Серж не реагировал. Серафима обшарила его карманы и вытащила портмоне. В комнату заглянула домработница. Ее массивная челюсть медленно отвалилась и напоминала тиски.
– Взял и помер, подлец! Одни неприятности от него! – Серафима поднялась, сделала обиженное лицо. – Помоги!
Она схватила мужа за ногу. Башмак слетел, заставляя поморщиться. Домработница стояла, как вкопанная, и не сводила глаз с золотой цепи, выползшей из ворота рубахи.

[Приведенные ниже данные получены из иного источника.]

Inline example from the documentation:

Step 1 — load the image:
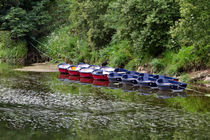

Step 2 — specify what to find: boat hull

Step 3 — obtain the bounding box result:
[93,80,109,87]
[80,72,93,78]
[68,70,79,76]
[93,74,109,81]
[58,68,68,74]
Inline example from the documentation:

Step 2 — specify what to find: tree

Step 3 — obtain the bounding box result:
[171,0,210,48]
[0,0,51,39]
[70,0,114,49]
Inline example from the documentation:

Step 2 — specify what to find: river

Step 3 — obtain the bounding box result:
[0,64,210,140]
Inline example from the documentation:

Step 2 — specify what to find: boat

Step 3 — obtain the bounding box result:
[153,75,179,81]
[156,78,187,92]
[68,75,80,81]
[100,66,115,72]
[80,77,93,84]
[92,66,115,81]
[93,80,109,87]
[114,68,128,74]
[137,76,157,88]
[67,65,80,76]
[58,73,68,81]
[57,63,71,74]
[126,71,143,76]
[107,72,125,82]
[79,65,100,77]
[121,74,139,85]
[92,69,110,81]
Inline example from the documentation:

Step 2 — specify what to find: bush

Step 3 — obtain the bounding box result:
[108,41,132,67]
[150,59,165,73]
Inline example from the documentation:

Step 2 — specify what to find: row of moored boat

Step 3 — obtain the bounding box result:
[58,63,187,91]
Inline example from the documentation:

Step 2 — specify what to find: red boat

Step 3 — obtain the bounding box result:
[58,73,68,80]
[68,75,80,81]
[92,67,114,80]
[79,66,100,78]
[80,78,93,84]
[57,63,71,74]
[68,64,90,76]
[67,65,79,76]
[93,80,109,87]
[92,74,109,81]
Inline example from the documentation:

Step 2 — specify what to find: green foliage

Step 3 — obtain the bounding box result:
[151,58,165,73]
[0,31,27,59]
[106,0,179,56]
[70,0,114,49]
[151,45,210,75]
[0,0,50,39]
[108,41,132,67]
[180,74,192,83]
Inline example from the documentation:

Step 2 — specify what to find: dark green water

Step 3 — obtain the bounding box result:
[0,65,210,140]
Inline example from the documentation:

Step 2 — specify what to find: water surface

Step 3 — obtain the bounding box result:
[0,65,210,140]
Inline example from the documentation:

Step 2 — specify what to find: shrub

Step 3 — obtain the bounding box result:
[150,59,165,73]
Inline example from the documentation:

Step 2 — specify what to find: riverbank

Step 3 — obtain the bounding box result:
[14,62,210,93]
[14,62,58,72]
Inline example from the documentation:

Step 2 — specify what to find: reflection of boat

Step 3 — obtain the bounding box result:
[67,63,90,75]
[122,83,138,92]
[92,67,114,80]
[108,82,122,89]
[156,79,187,92]
[58,73,69,81]
[79,65,100,78]
[57,63,71,73]
[93,80,109,87]
[121,74,139,84]
[156,90,187,99]
[137,76,156,87]
[80,77,93,84]
[67,65,80,75]
[108,72,124,82]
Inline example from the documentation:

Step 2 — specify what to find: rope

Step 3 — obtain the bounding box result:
[31,37,67,59]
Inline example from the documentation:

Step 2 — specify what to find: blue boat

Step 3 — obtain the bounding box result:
[114,68,128,74]
[107,72,124,82]
[137,75,156,87]
[126,71,143,76]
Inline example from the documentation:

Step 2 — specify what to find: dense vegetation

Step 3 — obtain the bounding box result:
[0,0,210,75]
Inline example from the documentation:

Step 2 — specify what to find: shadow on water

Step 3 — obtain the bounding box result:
[0,64,210,140]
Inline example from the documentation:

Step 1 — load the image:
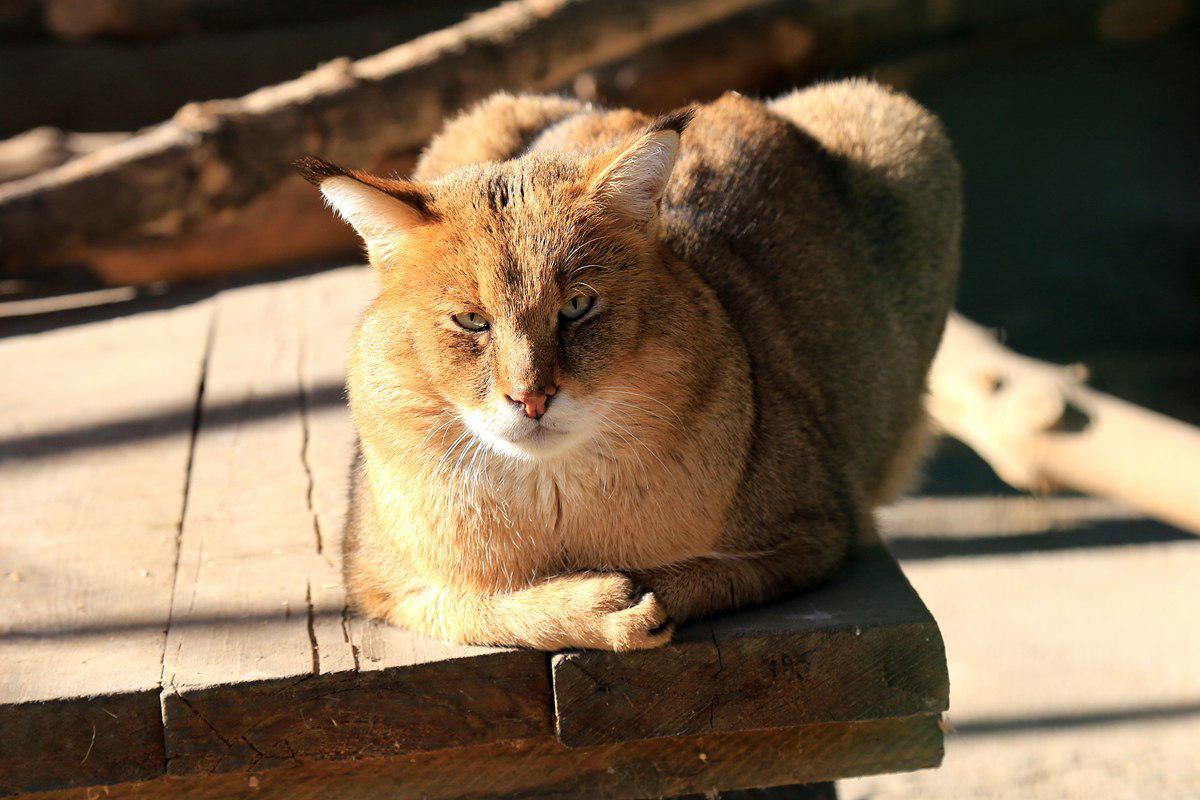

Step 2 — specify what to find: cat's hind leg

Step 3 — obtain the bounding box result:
[634,517,854,624]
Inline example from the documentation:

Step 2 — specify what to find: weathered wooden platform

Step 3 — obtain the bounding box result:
[0,267,948,798]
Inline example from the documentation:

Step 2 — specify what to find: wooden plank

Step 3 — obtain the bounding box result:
[552,548,949,746]
[16,716,942,800]
[0,301,210,794]
[163,269,551,775]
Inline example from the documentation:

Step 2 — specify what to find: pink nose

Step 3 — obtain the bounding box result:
[505,384,558,420]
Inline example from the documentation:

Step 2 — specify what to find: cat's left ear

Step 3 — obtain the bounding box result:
[295,156,434,259]
[588,107,696,225]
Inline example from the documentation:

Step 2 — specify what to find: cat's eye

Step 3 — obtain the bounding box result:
[450,311,492,333]
[558,294,596,321]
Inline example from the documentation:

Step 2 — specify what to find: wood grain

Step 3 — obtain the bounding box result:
[0,292,210,794]
[163,269,551,775]
[553,548,949,746]
[0,267,946,798]
[14,717,942,800]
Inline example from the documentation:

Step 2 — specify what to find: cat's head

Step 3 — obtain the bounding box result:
[298,114,689,458]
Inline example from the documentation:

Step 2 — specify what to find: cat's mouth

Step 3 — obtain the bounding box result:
[463,398,594,459]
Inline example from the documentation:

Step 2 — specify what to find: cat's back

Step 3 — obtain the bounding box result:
[664,80,961,491]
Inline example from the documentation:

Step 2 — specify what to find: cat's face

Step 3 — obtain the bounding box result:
[300,125,678,458]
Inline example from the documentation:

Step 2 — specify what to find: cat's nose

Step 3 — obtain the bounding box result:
[505,384,558,420]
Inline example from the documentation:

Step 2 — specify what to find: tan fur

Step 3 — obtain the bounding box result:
[302,82,960,650]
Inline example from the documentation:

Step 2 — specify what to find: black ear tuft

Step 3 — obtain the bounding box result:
[647,103,700,134]
[292,156,347,186]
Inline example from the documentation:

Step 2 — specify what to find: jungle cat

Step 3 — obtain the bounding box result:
[298,80,961,650]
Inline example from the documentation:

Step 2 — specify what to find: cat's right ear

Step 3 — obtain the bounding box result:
[294,156,434,258]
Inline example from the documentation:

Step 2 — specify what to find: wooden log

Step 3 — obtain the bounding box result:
[929,314,1200,533]
[14,716,942,800]
[0,127,131,184]
[36,0,481,42]
[0,0,766,273]
[0,289,211,794]
[553,548,949,747]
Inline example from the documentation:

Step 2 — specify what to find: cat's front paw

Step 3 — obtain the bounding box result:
[572,572,674,652]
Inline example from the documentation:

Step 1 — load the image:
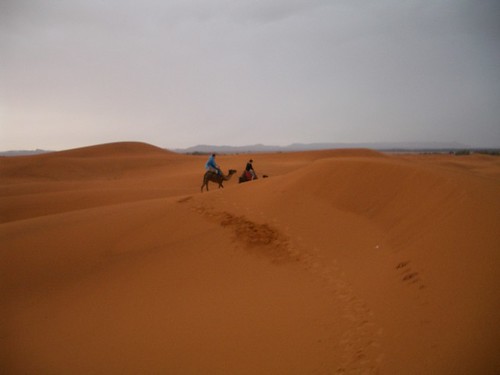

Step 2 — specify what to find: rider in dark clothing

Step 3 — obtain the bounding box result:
[245,159,257,179]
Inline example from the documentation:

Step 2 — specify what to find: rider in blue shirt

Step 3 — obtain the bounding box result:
[205,154,221,175]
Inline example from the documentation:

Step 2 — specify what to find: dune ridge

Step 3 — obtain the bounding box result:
[0,142,500,374]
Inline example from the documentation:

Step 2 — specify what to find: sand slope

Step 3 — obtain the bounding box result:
[0,142,500,374]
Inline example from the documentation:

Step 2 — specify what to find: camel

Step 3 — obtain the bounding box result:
[201,169,236,192]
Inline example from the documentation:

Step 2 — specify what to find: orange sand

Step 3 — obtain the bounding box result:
[0,143,500,374]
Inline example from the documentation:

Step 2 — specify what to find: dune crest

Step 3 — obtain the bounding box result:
[0,142,500,374]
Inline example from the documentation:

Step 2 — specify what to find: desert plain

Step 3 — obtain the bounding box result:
[0,142,500,374]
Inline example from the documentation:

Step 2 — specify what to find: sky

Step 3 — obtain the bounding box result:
[0,0,500,150]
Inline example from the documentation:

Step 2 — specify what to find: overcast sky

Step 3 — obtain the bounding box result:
[0,0,500,150]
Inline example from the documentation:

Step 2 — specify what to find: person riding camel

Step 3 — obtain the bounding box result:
[205,154,222,176]
[245,159,257,180]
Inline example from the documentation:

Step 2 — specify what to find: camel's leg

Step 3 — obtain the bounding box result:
[201,178,208,193]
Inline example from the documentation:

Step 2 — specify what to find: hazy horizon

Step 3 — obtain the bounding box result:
[0,0,500,150]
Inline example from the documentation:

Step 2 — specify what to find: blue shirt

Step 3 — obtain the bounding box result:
[205,156,217,169]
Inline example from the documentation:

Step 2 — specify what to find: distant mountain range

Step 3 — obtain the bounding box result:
[172,142,471,154]
[0,142,494,156]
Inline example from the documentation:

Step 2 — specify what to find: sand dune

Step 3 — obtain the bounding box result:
[0,142,500,374]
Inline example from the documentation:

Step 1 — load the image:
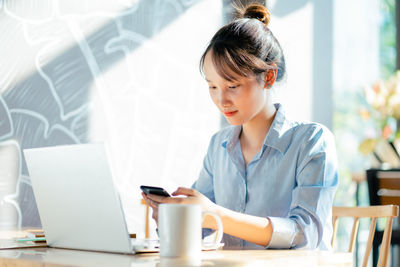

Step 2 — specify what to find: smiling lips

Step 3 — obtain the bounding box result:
[224,110,237,117]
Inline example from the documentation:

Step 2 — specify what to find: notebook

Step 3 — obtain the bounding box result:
[24,144,158,254]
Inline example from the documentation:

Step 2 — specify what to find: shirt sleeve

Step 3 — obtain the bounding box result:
[267,125,338,250]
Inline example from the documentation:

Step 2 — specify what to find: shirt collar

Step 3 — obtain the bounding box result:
[221,103,290,153]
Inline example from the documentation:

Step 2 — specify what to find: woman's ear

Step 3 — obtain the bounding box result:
[264,69,278,89]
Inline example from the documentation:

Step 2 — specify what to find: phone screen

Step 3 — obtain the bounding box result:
[140,185,171,197]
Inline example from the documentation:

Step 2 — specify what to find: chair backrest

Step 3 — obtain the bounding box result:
[367,169,400,205]
[332,205,399,267]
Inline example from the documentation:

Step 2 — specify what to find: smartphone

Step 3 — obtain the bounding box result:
[140,185,171,197]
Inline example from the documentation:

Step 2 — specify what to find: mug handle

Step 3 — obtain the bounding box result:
[202,211,224,250]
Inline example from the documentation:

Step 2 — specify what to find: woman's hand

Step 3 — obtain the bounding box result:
[142,187,216,222]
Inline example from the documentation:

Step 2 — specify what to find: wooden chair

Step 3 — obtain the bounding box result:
[332,205,399,267]
[366,169,400,266]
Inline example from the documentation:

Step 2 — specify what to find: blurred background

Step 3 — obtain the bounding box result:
[0,0,400,266]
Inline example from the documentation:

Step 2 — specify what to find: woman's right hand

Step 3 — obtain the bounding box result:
[142,192,158,223]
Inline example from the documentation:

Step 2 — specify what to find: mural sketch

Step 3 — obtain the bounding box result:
[0,0,221,237]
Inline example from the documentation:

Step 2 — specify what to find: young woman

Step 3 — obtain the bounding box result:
[143,4,338,249]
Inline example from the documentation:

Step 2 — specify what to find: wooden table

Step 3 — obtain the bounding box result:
[0,232,353,267]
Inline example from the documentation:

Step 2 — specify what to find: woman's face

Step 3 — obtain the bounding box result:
[204,52,267,125]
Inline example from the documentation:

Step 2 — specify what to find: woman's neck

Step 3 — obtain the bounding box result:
[240,103,276,149]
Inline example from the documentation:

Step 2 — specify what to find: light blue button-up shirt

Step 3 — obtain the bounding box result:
[193,104,338,250]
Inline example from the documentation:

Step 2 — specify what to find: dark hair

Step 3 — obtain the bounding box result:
[200,4,286,81]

– Возьмешь себе, только держи язык за зубами! – пообещала Серафима, заметив жадный взгляд.
Женщины не успели затащить труп в ванную, как дверной звонок захлебнулся от рыданий. Серафима убрала с лица прядь волос.
– Открой! – голос ее дрогнул.
На пороге стояли два мужика. Один из них держал в руке видавший виды саквояж.
– Вызывали? – Они прошли мимо домработницы в прихожую. – Ну, что тут у вас за трагедия?
Пожилой, интеллигентной внешности сантехник поправил на носу очки-велосипеды. Его более молодой напарник с любопытством изучал фигуру хозяйки. Серафима плохо соображала, что от нее хотят. Она машинально махнула рукой в направлении санузла и прислонилась к косяку. Слесарь заглянул в туалет, снял очки и протер линзы носовым платком. Пораженный увиденным, он умело скрыл свои эмоции.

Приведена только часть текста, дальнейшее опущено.